I would like to eclipse the 50K figure and approach the levels reached by the previous most successful Libertarian bid in NYS. Norma Segal who got over 100K votes in 1992. We need to hold the Libertarian place in the voters minds and only a campaign can do this. With the proper amount of fundraising we can run professional commercials in various localities and keep the name out there for a successful attempt by someone in 2014.

This will probably be my last attempt at public office. My previous two tries ended in ignominious defeat at the hands of opposing party lawyers and operatives, not the ballot box. I am a certain threat to the establishment parties and it will be in their interest to see me similarly removed.
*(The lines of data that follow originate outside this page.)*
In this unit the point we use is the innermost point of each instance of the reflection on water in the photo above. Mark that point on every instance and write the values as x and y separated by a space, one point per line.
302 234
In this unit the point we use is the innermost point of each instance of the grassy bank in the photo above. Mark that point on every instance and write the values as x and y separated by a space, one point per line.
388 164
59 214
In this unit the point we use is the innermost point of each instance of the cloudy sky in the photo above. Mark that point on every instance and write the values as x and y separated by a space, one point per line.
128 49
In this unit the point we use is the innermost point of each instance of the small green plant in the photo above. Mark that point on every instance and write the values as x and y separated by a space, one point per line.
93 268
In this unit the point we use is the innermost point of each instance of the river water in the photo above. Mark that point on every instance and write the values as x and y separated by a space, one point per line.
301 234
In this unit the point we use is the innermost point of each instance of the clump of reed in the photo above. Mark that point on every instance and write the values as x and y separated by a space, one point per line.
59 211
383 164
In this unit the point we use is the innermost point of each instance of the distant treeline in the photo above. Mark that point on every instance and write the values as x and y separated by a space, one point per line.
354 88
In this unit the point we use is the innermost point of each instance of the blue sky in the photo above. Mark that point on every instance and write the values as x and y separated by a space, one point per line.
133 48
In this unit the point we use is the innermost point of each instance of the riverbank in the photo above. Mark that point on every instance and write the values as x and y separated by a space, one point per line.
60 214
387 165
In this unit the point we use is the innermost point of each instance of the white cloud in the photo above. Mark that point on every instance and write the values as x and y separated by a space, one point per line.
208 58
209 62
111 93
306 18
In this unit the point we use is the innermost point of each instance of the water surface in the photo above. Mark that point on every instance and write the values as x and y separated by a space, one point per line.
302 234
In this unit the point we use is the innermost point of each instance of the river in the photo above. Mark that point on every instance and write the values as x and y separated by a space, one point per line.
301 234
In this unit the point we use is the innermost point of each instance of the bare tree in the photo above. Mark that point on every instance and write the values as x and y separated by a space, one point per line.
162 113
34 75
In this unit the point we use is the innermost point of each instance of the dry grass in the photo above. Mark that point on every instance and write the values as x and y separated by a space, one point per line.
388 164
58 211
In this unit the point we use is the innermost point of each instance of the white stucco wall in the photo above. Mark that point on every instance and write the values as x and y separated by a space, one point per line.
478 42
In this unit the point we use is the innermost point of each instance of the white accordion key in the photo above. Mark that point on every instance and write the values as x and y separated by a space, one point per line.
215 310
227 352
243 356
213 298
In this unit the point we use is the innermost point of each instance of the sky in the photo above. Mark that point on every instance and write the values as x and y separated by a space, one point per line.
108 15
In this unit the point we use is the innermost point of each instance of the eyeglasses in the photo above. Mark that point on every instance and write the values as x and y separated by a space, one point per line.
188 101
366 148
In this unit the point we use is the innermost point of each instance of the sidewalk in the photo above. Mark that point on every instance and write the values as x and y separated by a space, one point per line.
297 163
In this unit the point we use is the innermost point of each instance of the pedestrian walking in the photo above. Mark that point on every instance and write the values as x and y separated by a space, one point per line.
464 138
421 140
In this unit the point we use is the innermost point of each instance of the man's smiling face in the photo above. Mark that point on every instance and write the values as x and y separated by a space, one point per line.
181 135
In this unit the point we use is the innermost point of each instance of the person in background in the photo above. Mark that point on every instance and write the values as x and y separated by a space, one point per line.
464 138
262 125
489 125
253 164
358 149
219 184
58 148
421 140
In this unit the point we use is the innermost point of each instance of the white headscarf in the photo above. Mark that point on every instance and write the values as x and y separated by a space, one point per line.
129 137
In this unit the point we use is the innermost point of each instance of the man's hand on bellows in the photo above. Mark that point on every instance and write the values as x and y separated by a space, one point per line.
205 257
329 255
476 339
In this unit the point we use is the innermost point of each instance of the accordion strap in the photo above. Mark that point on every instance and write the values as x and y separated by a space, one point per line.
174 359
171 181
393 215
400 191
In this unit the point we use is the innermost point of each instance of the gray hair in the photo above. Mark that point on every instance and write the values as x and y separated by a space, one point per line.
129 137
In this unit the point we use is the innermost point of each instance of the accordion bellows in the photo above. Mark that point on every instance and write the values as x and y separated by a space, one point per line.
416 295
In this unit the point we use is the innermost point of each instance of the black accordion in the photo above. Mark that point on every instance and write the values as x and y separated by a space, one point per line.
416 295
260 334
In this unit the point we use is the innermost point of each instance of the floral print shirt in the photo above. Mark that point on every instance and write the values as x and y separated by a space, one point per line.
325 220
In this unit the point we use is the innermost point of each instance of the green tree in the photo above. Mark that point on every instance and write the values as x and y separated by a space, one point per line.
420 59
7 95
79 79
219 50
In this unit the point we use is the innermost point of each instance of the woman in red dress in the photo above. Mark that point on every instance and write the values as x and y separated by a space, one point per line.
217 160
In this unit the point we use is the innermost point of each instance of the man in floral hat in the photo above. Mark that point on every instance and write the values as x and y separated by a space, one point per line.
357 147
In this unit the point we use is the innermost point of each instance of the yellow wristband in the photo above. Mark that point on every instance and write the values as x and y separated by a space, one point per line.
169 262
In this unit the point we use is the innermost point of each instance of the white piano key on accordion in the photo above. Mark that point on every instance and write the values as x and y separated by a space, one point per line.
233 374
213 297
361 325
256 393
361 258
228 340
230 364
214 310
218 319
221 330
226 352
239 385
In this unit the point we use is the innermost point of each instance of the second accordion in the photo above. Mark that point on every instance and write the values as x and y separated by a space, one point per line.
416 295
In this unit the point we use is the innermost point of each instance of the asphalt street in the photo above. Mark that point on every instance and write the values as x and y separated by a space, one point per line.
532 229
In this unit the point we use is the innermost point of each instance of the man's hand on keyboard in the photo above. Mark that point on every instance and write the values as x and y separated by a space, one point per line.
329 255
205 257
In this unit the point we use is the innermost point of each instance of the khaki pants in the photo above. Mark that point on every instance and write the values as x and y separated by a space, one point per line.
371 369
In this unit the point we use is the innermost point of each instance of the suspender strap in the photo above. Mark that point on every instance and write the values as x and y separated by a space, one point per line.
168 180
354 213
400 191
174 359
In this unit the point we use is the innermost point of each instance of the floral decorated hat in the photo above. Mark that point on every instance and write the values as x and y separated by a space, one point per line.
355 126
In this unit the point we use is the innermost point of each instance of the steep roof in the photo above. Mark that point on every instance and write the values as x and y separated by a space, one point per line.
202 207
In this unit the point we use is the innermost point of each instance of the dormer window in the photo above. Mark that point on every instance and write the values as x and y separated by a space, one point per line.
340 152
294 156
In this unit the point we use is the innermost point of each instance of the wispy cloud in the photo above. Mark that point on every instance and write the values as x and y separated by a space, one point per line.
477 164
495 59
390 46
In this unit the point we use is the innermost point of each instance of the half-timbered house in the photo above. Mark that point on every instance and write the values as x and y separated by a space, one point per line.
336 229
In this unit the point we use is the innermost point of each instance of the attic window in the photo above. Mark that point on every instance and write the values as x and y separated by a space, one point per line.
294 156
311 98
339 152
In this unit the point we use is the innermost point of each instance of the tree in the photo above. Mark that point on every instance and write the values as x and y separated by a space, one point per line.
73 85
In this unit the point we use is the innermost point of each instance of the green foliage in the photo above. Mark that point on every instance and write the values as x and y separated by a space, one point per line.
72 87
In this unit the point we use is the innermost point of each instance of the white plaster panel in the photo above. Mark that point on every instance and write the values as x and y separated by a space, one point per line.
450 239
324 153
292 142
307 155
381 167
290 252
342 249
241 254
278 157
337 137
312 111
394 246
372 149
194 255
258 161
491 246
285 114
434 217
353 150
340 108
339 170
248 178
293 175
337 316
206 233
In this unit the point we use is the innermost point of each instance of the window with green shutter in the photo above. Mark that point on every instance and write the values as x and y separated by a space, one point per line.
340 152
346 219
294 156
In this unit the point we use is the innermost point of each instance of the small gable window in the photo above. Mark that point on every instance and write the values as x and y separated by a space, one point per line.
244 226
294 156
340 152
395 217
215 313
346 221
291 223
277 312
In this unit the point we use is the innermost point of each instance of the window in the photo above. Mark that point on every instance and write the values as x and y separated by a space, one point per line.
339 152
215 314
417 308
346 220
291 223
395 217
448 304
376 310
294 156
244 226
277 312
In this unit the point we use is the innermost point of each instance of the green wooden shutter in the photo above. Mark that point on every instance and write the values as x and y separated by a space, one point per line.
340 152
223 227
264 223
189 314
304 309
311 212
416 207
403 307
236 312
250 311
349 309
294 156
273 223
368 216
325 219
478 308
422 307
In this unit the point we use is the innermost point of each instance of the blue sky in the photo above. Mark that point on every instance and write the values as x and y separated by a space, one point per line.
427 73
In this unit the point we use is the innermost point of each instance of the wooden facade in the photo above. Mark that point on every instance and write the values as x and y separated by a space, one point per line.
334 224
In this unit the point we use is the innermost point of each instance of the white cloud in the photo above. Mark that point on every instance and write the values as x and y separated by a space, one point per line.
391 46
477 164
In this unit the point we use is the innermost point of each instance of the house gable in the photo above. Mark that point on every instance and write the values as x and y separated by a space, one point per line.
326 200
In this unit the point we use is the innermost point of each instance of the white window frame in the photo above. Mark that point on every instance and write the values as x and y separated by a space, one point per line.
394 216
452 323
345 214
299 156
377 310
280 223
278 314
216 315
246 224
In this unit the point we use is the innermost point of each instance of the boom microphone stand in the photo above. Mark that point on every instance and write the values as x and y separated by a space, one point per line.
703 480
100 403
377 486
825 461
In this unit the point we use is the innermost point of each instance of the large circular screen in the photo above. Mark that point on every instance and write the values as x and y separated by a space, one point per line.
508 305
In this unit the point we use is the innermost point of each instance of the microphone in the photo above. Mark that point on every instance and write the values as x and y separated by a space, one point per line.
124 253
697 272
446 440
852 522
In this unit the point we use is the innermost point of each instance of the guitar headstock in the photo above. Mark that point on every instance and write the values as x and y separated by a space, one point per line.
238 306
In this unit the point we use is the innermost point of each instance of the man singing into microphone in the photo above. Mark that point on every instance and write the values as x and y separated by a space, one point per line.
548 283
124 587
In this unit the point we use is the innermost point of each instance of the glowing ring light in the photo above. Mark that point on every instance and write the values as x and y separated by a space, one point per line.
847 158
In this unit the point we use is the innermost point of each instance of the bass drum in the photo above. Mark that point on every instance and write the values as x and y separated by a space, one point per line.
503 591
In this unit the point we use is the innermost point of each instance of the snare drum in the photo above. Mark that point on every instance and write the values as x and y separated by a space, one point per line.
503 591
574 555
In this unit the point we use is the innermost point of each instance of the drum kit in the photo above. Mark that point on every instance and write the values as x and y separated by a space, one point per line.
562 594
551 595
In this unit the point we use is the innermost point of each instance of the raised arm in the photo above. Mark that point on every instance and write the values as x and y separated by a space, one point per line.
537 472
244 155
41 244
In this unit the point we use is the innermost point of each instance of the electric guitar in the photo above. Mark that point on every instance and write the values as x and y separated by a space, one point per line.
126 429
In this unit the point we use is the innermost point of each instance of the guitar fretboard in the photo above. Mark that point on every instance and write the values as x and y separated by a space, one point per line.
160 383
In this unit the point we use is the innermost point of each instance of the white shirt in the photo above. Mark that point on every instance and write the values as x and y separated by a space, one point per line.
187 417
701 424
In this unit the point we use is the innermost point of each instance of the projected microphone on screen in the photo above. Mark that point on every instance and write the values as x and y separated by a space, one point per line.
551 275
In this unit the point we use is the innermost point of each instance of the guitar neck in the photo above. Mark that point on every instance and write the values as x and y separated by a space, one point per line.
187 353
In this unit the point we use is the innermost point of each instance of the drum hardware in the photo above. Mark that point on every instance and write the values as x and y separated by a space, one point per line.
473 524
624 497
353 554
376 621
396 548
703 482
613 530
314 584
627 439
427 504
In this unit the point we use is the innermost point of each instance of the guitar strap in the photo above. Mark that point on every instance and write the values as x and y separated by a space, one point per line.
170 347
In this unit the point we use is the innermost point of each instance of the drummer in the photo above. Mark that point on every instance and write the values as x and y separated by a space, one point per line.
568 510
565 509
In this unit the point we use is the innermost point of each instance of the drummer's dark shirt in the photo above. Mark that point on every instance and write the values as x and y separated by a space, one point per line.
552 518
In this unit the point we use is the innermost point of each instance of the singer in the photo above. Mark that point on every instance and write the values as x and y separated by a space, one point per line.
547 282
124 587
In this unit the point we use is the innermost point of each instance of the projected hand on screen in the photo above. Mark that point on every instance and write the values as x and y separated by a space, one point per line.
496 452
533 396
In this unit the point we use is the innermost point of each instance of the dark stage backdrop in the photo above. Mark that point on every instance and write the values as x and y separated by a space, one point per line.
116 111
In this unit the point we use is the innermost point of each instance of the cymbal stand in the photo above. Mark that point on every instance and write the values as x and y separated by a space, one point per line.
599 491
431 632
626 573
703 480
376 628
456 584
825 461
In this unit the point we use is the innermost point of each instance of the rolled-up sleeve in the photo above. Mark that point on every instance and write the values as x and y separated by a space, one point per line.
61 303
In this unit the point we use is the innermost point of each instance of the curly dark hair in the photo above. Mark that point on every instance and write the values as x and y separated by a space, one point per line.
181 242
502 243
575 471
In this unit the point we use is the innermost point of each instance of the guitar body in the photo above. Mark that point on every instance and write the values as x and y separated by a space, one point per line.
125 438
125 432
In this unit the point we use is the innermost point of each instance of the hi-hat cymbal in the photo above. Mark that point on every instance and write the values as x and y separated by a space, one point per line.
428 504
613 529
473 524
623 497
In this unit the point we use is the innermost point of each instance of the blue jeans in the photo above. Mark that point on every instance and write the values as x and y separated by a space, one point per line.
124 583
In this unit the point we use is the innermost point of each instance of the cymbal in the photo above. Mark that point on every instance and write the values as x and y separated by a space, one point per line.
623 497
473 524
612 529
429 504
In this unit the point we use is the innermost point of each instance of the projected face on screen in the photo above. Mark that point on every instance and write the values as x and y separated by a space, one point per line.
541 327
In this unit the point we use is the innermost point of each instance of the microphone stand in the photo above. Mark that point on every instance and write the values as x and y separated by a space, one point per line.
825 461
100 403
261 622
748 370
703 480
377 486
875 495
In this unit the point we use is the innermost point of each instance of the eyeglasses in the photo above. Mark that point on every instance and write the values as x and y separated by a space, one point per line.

I believe we can make an end run on them with a statewide petition.I’m still itching for a real fight to the wire without apparatchik interference.

In the next few weeks I will be establishing a Campaign Committee, website, a Facebook page and developing a team to compete. Our access to media is quite decent and no doubt someone will pick up our story before long.

Oh yeah. The issues. Everyone likes those. Aside from my ballot access pitch, I will be focusing on the ‘wars’ and the Fed. That’s it. The average voter and media type rarely focus on the multi-levels that a libertarian is capable of presenting. While there is certainly no limit to the amount of government I would eliminate, primary focus will be those two hallmark and securely libertarian issues, war and the banks. I will certainly engage in any level of discussion about principle and ideas as a good libertarian should in any environment, but I will never let an inquiry or question go without those two primary issues.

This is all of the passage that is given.